What Role Should Libraries Play in Preventing Opioid Abuse?

The abuse of opioids (both prescription and illegal) is a major public health crisis in the US.  The Centers for Disease Control describe how 91 Americans die every day from an opioid overdose, and the number of opioid overdose deaths have quadrupled since 1999.  More overdoses are occurring at public libraries, which leads to the question: what roles should librarians have in helping to prevent and treat opioid abuse?

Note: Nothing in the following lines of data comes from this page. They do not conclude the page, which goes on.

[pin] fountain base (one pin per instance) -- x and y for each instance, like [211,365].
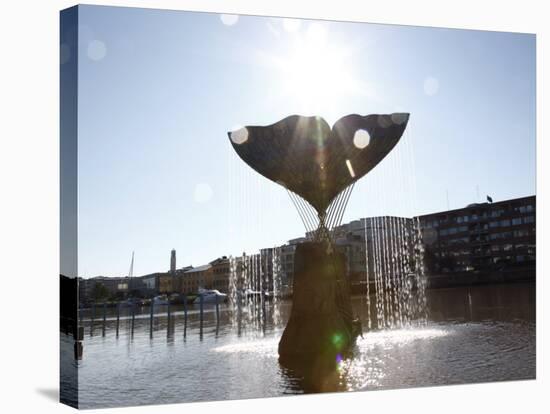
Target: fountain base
[321,328]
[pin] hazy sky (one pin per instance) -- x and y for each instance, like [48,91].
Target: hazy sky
[158,91]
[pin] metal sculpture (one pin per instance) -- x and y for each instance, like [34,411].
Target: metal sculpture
[319,165]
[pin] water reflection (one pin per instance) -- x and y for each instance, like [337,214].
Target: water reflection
[485,333]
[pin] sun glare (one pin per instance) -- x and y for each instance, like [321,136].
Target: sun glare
[316,73]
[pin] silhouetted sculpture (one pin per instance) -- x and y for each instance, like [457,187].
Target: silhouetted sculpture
[319,166]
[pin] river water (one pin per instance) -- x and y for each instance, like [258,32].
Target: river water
[475,334]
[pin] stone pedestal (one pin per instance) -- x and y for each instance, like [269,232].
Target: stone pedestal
[321,328]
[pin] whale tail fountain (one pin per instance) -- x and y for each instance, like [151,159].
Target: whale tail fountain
[319,166]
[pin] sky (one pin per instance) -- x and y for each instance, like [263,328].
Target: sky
[159,90]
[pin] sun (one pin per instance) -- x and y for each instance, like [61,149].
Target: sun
[316,74]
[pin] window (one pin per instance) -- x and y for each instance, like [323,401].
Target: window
[526,209]
[521,233]
[529,219]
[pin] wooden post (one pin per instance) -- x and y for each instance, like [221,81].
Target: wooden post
[201,313]
[168,317]
[104,318]
[117,317]
[217,315]
[217,309]
[151,317]
[184,316]
[92,316]
[133,318]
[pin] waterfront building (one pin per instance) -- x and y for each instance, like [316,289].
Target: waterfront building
[197,277]
[221,274]
[483,237]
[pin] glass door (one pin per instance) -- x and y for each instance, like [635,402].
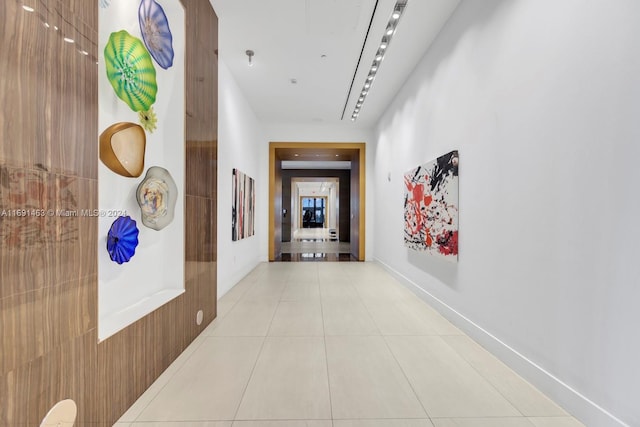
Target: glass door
[314,210]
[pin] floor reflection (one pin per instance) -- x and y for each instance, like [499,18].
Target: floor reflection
[316,256]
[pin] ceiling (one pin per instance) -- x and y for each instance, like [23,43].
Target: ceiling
[318,43]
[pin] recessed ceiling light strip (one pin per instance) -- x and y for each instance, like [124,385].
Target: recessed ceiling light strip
[364,43]
[389,31]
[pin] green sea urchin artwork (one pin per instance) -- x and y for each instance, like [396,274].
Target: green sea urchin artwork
[148,119]
[130,70]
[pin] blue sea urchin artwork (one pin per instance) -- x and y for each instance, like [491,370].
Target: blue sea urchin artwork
[156,34]
[122,239]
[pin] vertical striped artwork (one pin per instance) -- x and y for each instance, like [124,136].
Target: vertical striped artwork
[431,207]
[243,206]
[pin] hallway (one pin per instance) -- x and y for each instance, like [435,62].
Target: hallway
[336,345]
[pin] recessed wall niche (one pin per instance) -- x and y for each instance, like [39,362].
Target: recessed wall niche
[141,80]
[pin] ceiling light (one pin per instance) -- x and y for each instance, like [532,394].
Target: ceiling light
[384,44]
[250,54]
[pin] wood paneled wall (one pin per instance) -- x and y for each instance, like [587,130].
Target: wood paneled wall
[48,263]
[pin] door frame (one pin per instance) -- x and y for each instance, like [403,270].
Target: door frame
[354,151]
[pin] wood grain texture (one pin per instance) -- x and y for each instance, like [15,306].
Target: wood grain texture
[48,264]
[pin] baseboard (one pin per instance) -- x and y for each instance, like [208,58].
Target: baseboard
[578,405]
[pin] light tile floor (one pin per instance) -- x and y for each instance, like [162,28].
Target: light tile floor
[336,345]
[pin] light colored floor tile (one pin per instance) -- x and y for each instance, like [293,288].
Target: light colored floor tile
[264,292]
[289,423]
[345,317]
[516,390]
[248,318]
[231,298]
[210,384]
[338,290]
[143,401]
[183,424]
[555,422]
[297,319]
[383,423]
[393,318]
[428,316]
[301,291]
[446,384]
[366,381]
[482,422]
[289,382]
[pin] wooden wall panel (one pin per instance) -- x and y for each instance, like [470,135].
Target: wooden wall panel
[48,264]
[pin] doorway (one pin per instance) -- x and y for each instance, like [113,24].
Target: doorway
[354,154]
[313,212]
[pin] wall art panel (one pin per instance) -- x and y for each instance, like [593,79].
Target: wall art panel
[431,207]
[141,96]
[243,207]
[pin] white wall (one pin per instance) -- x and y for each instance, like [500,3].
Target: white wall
[333,133]
[241,145]
[542,99]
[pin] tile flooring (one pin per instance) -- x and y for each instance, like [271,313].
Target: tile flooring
[336,345]
[314,244]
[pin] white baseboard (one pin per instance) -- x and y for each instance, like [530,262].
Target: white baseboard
[578,405]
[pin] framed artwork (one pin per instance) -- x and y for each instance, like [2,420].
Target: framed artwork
[243,206]
[431,207]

Public Libraries Preventing and Treating Overdoses

A coworker recently shared a fantastic article with me from American Libraries (a publication of the American Library Association) by Anne Ford, called “Saving Lives in the Stacks.”  The article describes how many public libraries are taking active steps to prevent overdoses onsite, such as:

  • Monitoring public bathroom use (to prevent overdoses in restroom stalls).
  • Training staff to administer Narcan (generic name naloxone), a medication that can reverse the life-threatening effects of opioid overdose while waiting for emergency services to arrive.

Public librarians often take on a wide variety of roles, ranging from teacher to program planner, but do librarians also need medical training to act as first responders?  This question raises legal and ethical issues beyond what I’m able to answer myself, but there is one role that I’m confident librarians can fill during this public health crisis: as information providers.

Information on Opioid Addiction and Treatment

Medical, academic, and public librarians are working to create a range of online information tools for both the general public and for healthcare professionals on preventing and treating opioid addiction:

opmed
Opioid Abuse and Addiction Health Topics page on MedlinePlus.
  • Public Libraries: Some public libraries also provide LibGuides or online lists about opioid prevention and treatment resources (especially information on local resources), such as the Westport Library in Westport, CT or the Memorial Hall Library in Andover, MA.

Public librarians, especially those who have to handle actual overdoses and even provide emergency medical treatment, are true heroes in this battle, and all libraries (including academic and medical) can work to provide reliable information to the public and healthcare professionals on prevention and treatment resources for opioid addiction.